Cubans hold that their little dogs were first brought to shore by sea captains who raised them aboard ship and used them as presents to the women of the household, gaining entry to wealthy Hispanic homes otherwise closed to outsiders. Eventually the captain would be able to arrange lucrative trading with the men of that port. The captains of different vessels traded dogs with each other so that they could return to each port with a variety of coat colors to delight the families. They must have done this extensively, because modern Havanese carry every color and nearly every variant of markings seen in dogs! There are many creamy whites, often with pale champagne markings on the ears and back, many solid blacks or blacks trimmed with white on face, chest, or toes, some silvers, sables, fauns, apricots, golds, champagne, and blues, tangerine, or pure white. All of these coats are accompanied by a black nose; but there are also chocolate coats on Havanese with brown noses. That just covered the basically solid, one-color coats, but there are also particolor combinations of color-in-patches on purest white coats (like a long-haired pinto horse would look), particolor coats with the tricolor pattern overlay of silver or faun (similar to some Border Collies), and regular tan-pointed patterns on a solid coat (as seen in the short-fur version on a black Doberman). If all this wasn’t enough, many of the deeper colors fade with age to lovely silvers or creams, sometimes leaving black tipping on ears or elsewhere.
In old Cuba these delightful dogs, Bichon Habaneros, lived exclusively in the mansions of the highest social class. This breed was never raised commercially or sold, but dogs were given occasionally as precious gifts to a friend or someone who had performed a valuable service. Like the Victorian-age wealthy Hispanic women who owned them, these dogs were not seen in the streets or public places; they lived in the rooms or interior courtyards of their tropical homes and occasionally rode in carriage. These dogs were also called the “Havana Silk Dog” because of their profuse soft coats. Only 3 families were known to leave Cuba with their dogs during the turmoil around 1960. These few exiles worked alone in Costa Rica and the USA for over a decade to preserve this breed.

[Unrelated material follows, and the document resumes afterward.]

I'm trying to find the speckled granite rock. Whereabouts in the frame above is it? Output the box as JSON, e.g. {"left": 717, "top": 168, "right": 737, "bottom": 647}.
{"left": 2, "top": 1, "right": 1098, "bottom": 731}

After raising Irish Wolfhounds and Soft-Coated Irish Wheaten Terriers for many years, Dorothy and Bert Goodale of Colorado began looking in the early 1970’s for a small breed to raise which would have the calm temperament and intelligence they cherished in the larger breeds. After a few years of investigation, elusive references to the “Havanese” had their attention, but no one knew how they might obtain some. They chanced across an advertisement which resulted in the purchase of 6 pedigreed Havanese. With this start, the Goodales advertised in Miami’s Spanish-language papers. After months without any response, an elderly Cuban man who needed to move from Costa Rica to Texas arranged, through an intermediary, to entrust his youngest five Havanese to the Goodales. This second group had the same look and gentle temperament as the first! All these dogs, as adults, averaged around 10 pounds and stood about 9-10 inches tall at the front shoulder. Using the 1963 F.C.I. Breed standard (the only Standard available) and her years of breeding knowledge, Dorothy carefully began a breeding program to prevent the possible extinction of this breed.
Since many fleeing people expected to return in a few months, much-loved dogs may have been left in the care of a friend, a trusted maid or gardener; but not until 1991 were we sure these dogs still existed in Cuba! Then the new Havanese Bichon Club of Cuba contacted us in 1992; these people are working to determine the “purebred” status of indigenous dogs as a start to preserving this breed and its unique contribution to the Cuban cultural heritage.